Hint:First calculate the probability of purchasing ghee from shop X and shop Y. The probability of purchasing ghee from shop X, $P\left( X \right)$ will be $\dfrac{1}{2}$ and from shop Y, $P\left( Y \right)$ will be $\dfrac{1}{2}$ . In a shop X, 30 tin pure ghee and 40 tin adulterated ghee are there. Now, calculate $P\left( A|X \right)$ , the probability of shop X containing adulterated ghee. After calculation we get,
$P\left( A|X \right)=\dfrac{40}{70}$ . In a shop Y, 50 tin pure ghee and 60 tin adulterated ghee are there. Now, calculate $P\left( A|Y \right)$ , the probability of shop Y containing adulterated ghee. After calculation we get, $P\left( A|Y \right)=\dfrac{60}{110}$ . Then, calculate the total probability of adulterated ghee using the formula, $P\left( A \right)=P\left( X \right).P\left( A|X \right)+P\left( Y \right).P\left( A|Y \right)$ . Now, we have to find the probability that the adulterated ghee is purchased from shop Y. It means we have to find the probability, $P\left( Y|A \right)$ . Using Bayes theorem, we can write it as $P\left( Y|A \right)=\dfrac{P\left( A|Y \right).P\left( Y \right)}{P\left( A \right)}$ . Now, put the values of $P\left( X \right)$ , $P\left( Y \right)$ , $P\left( A|X \right)$ , and $P\left( A|Y \right)$ in the Bayes theorem formula, and solve it further.

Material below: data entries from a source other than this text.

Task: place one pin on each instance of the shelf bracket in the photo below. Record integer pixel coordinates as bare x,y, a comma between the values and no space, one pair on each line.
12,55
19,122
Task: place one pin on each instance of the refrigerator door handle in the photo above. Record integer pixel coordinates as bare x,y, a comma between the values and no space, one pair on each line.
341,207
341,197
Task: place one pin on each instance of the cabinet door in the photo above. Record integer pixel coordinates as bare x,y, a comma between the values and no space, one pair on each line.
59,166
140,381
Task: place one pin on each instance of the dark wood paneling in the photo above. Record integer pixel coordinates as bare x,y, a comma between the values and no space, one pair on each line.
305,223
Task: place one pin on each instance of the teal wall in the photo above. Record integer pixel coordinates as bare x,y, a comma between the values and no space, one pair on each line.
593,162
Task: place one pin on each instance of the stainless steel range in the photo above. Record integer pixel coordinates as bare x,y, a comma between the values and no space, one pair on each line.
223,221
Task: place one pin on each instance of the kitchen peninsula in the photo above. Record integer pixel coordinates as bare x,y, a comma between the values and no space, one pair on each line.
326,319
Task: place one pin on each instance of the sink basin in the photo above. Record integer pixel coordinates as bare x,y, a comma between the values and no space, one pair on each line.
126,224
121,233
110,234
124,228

Complete step-by-step answer:
According to the question, it is given that we have two shops which are shop X and shop Y.
The total number of shops = 2.
The probability of purchasing ghee from shop X, $P\left( X \right)$ = $\dfrac{1}{2}$ ……………….(1)
The probability of purchasing ghee from shop Y, $P\left( Y \right)$ = $\dfrac{1}{2}$ …………………(2)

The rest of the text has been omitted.